Doja Cat, who for some reason didn’t choose to stick with her birth name Amalaratna Zandile Dlamini, hails from LA California. Her latest album, which came out just a few weeks ago, is called Hot Pink, and the first track is called “Cyber Sex”.
She also literally dressed as a cow for her breakout single “MOOO!”, satirising the male obsession with boobs. The hook doesn’t play around with subtlety either:
Bitch, I’m a cow, bitch, I’m a cow
I’m not a cat, I don’t say meow
Bitch, I’m a cow, bitch, I’m a cow
Bitch, I’m a cow, bitch, I’m a cow
Notably, Doja Cat is also hitting it big with a younger fanbase. Several of her songs can be heard on video sharing platform TikTok. Her songs “Juicy” and “Candy” can be heard as ‘Sounds’ on thousands of videos with girls, boys and anything in between performing choreographed dances to her lyrics. Sometimes they are innocent dances, sometimes not.
I can be your sugar when you’re fiendin’ for that sweet spot
Put me in your mouth, baby, and eat it ’til your teeth rot
I can be your cherry, apple, pecan, or your key lime
Baby I got everything and so much more than she’s got
Whatever you think of young teenagers lip-syncing to suggestive lyrics about cunnilingus, that’s up to you. Sexual identity has always been a part of kids’ experience and expression. It just so happens to be broadcast to a much wider audience now.
I’m tryna get fucked up (Ooh)
Legs up, locked up, got a bitch handcuffed (Ooh)
Love it when you get rough
Hold me up for ransom (Yeah)
Hands up, ass up, money falling down on it
Juggling motherhood and international rap success is no small feat, but Rico Nasty has made an artform of it. After losing her partner to complications from asthma, she was more determined than ever to succeed in the music game in order to provide for her son. She released her first mixtape in 2014, when she was still in high school, and has been hustling ever since.
Her hard work has paid off. Her 2019 mixtape Anger Management is a time capsule of female rage, and has resonated across many demographics.
Alt urban culture bible Dazed called Rico a ‘punk rap renegade’, and wrote:
For Rico, traditional notions of femininity and masculinity are two sides of the same coin, and she’ll often channel both within the same song, moving quickly from being overwhelmed by emotion to being ready to smack you right in the face.
In that same interview, producer and frequent collaborator Kenny Beats said:
She gives a voice to the girls who are sick of having to listen to whatever their fucking boyfriend listens to…You go to a Rico Nasty show and there’s gay people, trans people, white people and black people all in the mosh pit together, and it’s beautiful. These people can be who they really fucking are and stop hiding as there’s something about Rico’s energy that just lets people be their fucking selves in the most effortlessly weird way possible. She takes off their chains.

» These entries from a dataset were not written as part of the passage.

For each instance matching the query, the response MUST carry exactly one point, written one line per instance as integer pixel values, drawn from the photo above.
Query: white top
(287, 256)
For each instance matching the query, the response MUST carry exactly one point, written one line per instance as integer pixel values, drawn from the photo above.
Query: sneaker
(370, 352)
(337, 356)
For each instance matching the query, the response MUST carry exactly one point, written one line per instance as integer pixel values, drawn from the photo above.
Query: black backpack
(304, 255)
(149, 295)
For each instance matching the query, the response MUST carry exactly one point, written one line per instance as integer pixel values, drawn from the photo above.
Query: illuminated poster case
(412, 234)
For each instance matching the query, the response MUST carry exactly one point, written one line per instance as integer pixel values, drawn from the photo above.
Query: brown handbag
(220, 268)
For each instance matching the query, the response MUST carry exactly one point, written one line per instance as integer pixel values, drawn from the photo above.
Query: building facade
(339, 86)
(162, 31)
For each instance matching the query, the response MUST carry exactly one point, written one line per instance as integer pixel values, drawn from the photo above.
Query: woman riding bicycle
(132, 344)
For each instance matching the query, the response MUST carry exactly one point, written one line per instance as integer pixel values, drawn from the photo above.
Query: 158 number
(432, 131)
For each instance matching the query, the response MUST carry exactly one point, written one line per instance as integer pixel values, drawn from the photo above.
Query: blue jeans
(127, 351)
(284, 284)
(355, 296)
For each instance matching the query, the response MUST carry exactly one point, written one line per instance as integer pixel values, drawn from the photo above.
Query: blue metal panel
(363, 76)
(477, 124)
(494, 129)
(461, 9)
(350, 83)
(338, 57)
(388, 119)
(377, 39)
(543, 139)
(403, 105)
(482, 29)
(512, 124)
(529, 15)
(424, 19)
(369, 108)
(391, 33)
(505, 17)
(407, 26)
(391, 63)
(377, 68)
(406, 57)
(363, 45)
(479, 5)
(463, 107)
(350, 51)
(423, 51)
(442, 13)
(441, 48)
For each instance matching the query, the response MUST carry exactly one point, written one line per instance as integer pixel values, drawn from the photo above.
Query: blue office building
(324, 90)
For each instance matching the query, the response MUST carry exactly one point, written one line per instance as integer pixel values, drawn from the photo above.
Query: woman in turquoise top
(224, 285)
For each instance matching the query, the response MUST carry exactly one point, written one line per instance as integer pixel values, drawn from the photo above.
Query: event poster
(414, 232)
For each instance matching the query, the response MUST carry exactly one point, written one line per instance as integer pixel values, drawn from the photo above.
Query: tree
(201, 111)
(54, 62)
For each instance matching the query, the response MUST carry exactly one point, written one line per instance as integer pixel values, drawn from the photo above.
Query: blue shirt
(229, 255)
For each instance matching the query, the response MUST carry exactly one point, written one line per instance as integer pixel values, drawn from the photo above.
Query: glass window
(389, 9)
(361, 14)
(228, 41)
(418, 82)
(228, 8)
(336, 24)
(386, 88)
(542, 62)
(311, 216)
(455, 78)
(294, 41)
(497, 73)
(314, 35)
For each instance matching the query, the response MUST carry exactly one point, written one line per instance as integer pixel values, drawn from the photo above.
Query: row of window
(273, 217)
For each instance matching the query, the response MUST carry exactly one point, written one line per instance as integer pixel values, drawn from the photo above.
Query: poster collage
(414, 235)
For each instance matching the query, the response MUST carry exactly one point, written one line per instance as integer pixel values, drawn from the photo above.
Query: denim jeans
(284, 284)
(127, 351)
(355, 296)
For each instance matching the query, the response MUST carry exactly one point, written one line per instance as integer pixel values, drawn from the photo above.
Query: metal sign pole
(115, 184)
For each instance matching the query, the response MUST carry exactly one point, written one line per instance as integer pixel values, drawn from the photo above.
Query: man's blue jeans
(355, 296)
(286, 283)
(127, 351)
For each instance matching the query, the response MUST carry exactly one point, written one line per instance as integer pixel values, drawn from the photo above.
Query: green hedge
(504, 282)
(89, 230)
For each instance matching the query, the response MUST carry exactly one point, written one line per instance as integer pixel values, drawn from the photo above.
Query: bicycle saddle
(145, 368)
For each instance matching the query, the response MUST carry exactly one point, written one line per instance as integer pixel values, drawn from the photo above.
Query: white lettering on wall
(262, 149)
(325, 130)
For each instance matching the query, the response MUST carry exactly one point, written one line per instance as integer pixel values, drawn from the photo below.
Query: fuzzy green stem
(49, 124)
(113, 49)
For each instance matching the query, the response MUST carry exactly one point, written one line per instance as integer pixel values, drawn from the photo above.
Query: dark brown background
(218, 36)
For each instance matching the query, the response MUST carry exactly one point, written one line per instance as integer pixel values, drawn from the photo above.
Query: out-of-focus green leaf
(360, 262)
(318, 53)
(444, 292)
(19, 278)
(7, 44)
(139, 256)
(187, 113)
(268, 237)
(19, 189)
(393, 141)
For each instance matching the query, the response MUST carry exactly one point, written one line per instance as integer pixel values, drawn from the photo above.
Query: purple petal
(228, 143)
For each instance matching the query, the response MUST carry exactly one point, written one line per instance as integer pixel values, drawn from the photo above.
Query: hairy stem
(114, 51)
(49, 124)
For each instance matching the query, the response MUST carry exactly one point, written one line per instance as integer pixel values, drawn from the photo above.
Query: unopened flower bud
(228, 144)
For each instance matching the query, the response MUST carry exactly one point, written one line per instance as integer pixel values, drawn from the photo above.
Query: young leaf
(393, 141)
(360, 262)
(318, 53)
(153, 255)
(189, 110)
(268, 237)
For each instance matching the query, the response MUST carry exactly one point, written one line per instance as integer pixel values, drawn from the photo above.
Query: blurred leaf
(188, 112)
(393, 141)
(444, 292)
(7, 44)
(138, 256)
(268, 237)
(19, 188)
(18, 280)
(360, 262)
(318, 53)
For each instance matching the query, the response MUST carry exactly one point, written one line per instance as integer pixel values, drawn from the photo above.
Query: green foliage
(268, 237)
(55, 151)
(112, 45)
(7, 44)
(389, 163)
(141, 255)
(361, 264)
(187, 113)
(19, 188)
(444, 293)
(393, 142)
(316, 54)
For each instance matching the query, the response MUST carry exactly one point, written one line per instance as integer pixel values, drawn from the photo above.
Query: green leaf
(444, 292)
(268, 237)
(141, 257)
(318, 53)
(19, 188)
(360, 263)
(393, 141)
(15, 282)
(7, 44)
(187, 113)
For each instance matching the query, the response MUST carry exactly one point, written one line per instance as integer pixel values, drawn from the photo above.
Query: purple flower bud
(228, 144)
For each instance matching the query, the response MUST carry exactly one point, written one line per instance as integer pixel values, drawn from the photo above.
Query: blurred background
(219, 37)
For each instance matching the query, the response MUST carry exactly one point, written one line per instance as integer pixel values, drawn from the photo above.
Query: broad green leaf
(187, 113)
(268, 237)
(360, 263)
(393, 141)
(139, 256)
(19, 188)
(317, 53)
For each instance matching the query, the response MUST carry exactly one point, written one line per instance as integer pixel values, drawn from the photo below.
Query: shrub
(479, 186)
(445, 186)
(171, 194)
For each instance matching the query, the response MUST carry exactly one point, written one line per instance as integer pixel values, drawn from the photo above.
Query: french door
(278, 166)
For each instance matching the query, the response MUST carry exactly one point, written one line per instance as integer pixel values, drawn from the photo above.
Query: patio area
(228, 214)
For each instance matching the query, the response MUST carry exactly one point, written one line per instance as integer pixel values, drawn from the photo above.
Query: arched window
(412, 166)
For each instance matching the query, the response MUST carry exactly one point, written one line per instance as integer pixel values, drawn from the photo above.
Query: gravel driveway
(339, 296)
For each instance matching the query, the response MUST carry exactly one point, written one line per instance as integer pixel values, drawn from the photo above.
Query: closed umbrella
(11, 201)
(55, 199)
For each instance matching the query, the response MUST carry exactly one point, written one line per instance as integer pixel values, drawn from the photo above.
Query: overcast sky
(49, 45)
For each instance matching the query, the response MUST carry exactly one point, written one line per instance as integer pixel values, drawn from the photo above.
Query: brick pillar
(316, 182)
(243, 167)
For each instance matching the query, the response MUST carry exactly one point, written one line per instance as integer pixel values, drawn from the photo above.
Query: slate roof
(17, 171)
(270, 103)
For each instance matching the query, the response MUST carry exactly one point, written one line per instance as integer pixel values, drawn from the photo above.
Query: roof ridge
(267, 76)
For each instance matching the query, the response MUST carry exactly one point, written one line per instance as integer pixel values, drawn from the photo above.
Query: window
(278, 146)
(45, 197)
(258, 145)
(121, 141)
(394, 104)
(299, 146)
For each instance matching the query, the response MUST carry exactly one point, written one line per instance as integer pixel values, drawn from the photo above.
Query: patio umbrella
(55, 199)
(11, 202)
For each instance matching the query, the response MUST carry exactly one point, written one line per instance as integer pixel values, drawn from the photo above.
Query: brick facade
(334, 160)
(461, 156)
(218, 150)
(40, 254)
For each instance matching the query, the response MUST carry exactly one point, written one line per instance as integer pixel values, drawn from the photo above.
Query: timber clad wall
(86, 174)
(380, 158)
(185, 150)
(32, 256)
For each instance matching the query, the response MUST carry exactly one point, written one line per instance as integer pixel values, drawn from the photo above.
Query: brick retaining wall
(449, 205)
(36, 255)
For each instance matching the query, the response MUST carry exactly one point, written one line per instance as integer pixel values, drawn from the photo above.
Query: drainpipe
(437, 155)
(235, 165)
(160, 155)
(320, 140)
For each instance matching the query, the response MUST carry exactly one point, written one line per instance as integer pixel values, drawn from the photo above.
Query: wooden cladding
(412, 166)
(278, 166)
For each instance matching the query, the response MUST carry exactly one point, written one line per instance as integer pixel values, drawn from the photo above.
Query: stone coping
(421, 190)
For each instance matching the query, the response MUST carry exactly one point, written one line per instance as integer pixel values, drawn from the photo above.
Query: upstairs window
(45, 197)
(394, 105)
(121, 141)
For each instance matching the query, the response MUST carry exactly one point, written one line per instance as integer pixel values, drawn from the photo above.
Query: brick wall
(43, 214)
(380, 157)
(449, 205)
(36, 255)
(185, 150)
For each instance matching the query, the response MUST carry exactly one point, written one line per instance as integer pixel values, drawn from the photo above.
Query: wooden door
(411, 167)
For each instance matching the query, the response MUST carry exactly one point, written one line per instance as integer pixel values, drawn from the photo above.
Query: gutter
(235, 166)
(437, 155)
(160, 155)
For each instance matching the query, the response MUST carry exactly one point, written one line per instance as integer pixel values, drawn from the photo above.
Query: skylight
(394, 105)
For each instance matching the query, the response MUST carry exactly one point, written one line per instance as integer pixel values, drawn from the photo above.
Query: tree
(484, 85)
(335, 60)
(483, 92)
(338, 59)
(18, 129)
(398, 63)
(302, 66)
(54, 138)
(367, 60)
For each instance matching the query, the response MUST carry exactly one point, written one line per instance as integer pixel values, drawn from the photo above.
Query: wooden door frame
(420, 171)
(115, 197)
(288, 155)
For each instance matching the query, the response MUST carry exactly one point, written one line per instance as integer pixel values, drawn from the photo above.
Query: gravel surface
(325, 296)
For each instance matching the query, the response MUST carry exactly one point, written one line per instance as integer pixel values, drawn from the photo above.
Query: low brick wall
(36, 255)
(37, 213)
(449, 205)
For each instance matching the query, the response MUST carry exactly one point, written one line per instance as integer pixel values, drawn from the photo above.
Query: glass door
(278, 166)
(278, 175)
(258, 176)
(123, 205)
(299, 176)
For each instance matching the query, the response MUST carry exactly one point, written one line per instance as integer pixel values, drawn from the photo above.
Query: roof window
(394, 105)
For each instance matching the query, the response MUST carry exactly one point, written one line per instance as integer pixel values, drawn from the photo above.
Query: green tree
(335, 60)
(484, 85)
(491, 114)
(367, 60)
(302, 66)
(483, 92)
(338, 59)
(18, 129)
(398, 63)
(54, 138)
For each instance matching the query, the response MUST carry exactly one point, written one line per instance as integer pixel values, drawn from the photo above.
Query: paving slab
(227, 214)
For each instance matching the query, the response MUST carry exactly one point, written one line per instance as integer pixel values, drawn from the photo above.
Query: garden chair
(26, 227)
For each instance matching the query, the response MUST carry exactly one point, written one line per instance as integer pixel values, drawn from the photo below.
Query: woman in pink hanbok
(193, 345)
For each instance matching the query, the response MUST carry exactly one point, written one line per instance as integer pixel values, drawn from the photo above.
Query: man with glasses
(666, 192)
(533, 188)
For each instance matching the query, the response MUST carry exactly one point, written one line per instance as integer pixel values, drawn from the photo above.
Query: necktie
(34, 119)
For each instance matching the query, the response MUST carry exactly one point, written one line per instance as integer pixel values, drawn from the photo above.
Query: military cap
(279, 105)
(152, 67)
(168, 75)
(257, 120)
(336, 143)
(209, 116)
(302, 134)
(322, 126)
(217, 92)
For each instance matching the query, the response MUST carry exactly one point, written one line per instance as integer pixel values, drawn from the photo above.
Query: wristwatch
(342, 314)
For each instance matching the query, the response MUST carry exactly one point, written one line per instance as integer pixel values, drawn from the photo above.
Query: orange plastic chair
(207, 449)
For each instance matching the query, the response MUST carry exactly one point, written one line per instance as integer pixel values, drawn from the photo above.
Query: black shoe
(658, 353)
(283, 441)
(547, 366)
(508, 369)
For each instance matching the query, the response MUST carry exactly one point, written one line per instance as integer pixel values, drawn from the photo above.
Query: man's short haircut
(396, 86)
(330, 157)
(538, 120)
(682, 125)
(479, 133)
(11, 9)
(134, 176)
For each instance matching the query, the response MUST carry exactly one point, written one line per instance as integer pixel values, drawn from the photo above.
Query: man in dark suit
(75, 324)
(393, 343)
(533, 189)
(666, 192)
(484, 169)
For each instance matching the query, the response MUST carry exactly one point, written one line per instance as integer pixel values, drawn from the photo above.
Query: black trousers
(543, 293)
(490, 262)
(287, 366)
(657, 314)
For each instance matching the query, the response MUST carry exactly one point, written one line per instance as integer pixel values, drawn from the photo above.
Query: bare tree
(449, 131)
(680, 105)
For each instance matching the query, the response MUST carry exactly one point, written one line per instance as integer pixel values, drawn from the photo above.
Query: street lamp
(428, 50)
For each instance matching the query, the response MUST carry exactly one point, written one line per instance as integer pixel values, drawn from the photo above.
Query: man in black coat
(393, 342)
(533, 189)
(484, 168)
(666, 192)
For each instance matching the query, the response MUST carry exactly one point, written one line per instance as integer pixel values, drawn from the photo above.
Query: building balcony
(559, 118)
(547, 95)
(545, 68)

It’s not all about sex though. This wave of feminists are also keen on shattering pre-conceived notions of what is acceptable gendered behaviour and imagery. Poppy is one artist who experiments with the shock value that comes from juxtaposing innocent youth with blood and candy-floss, internet horror.
Poppy can be described as Gaga-esque, by way of Teletubbies and Japanese horror manga artist Junji Ito. She fascinated the internet with her bizarre videos and persona. In mid 2019 signed with heavy metal record label Sumerian Records. Her artist description is written as:
By subverting the ideals and constructs of society, rules, and religion, progress transpires. Poppy leverages evolution as a weapon for transformation. By doing so, she asserts herself as an anti-hero for a gender-less and genre-less world in need of a god-dess.
Her songs switch between heavy metal, industrial goth and electro J-pop at a moment’s notice, as she sings about being buried under concrete or living a Janus-faced existence. She also confronts her audience visually, often appearing draped in blood, and religious and heavy metal imagery.
These women are acting with agency and with purpose. They subvert expectations and challenge the establishment. They do so by owning their sexuality, physical and otherwise, and by creating the exact kind of art they want to. This has been made possible by the advent of digital media, allowing them to bypass traditional modes of connection and distribution. They may not be actively representing Fourth Wave Feminism, but their art speaks for itself to a multitude of followers from all spectra of gender and sexuality.